Varianten sind auf Softwareebene gut testbar, jedoch wird es schwieriger, wenn unterschiedliche Hardware erforderlich ist. Simulationen von Hardwareumgebungen können helfen, verschiedene Varianten auf Anwendungsebene zu testen.
Fokus auf HW/SW-Integrationstests
Da hier mit geringem Hardwareaufwand viele Varianten automatisiert getestet werden können, konzentrieren wir uns in der Regel auf diese Ebene.
Die miniHIL-Hardwareplattform bietet eine einfache Möglichkeit zur flexiblen Simulation von Hardwarevarianten. ber ein Patch-Panel können IO-Verbindungen automatisch umgeschaltet werden, um verschiedene Verdrahtungsvarianten zu testen.
Anforderungen an Test-Hardware und -Software
Test-Hardware
- Direkte, flexible Ansteuerung über die Pins des Mikrocontrollers durch umschaltbare elektrische Signale.
- Kostengünstige Test-Hardware, um für verschiedene Mikrocontroller separate Testaufbauten zu ermöglichen.
- Unterstützung von unterschiedlichen Sensorik- und Aktuatorik-Schnittstellen, um verschiedene Hardwarekonfigurationen realistisch abzubilden.
- MiniHIL-Plattform mit automatischer Neuverdrahtung von IOs für verschiedene Varianten (z.B. Digital, Analog, SPI, I2C, CAN, LIN, PWM).
Test-Software
- Umschaltbare IO-Infrastruktur für die verschiedenen Varianten.
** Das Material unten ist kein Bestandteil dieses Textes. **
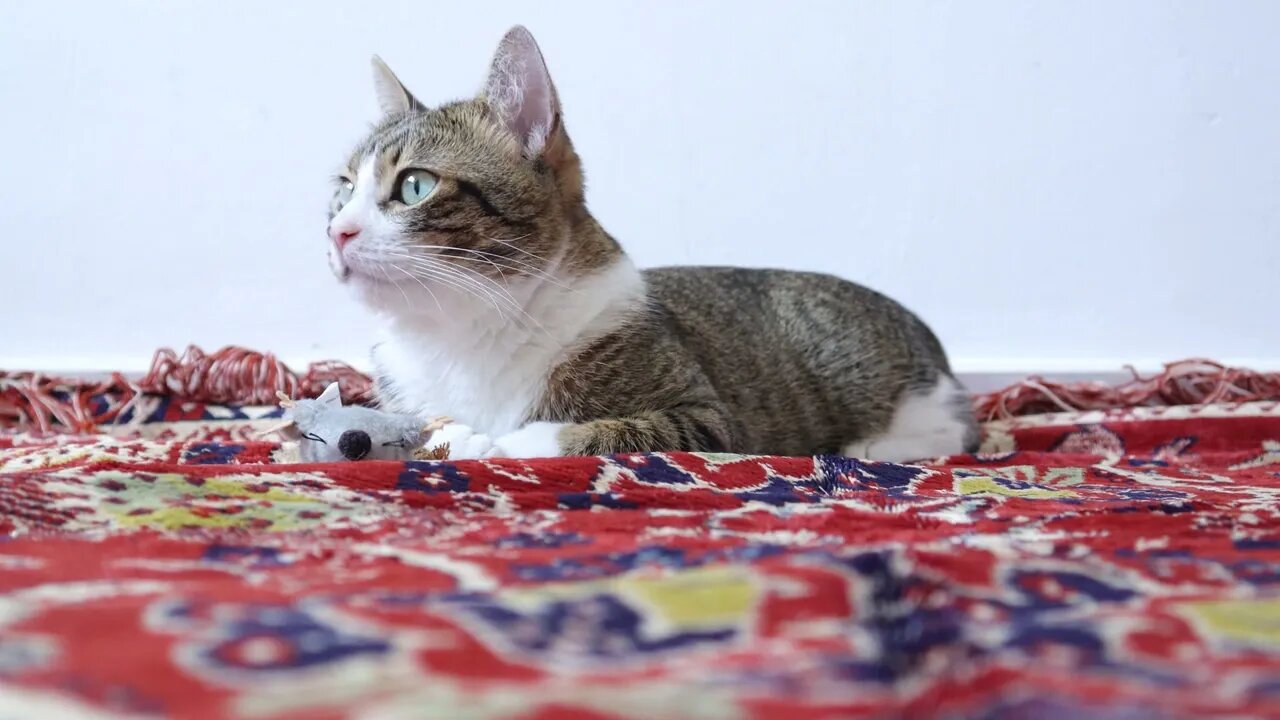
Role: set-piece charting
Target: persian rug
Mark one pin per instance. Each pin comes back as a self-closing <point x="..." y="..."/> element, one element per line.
<point x="160" y="559"/>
- Closed- und Open-Loop-Simulation zur Simulation von verschiedenen Testszenarien, sowohl für den Gut- als auch für den Fehlerfall (Errorinjection).
- Automatische Generierung von Testcases für viele Feature-Kombinationen.
- Vollständige Automatisierung der Tests über Continuous-Integration-Prozesse.
- Modellbasierte Testansätze zur systematischen Validierung von Varianten. Unterstützung für Variantentestmodelle, um Verkabelung, Treiber, Simulationen und Testfälle systematisch zu organisieren.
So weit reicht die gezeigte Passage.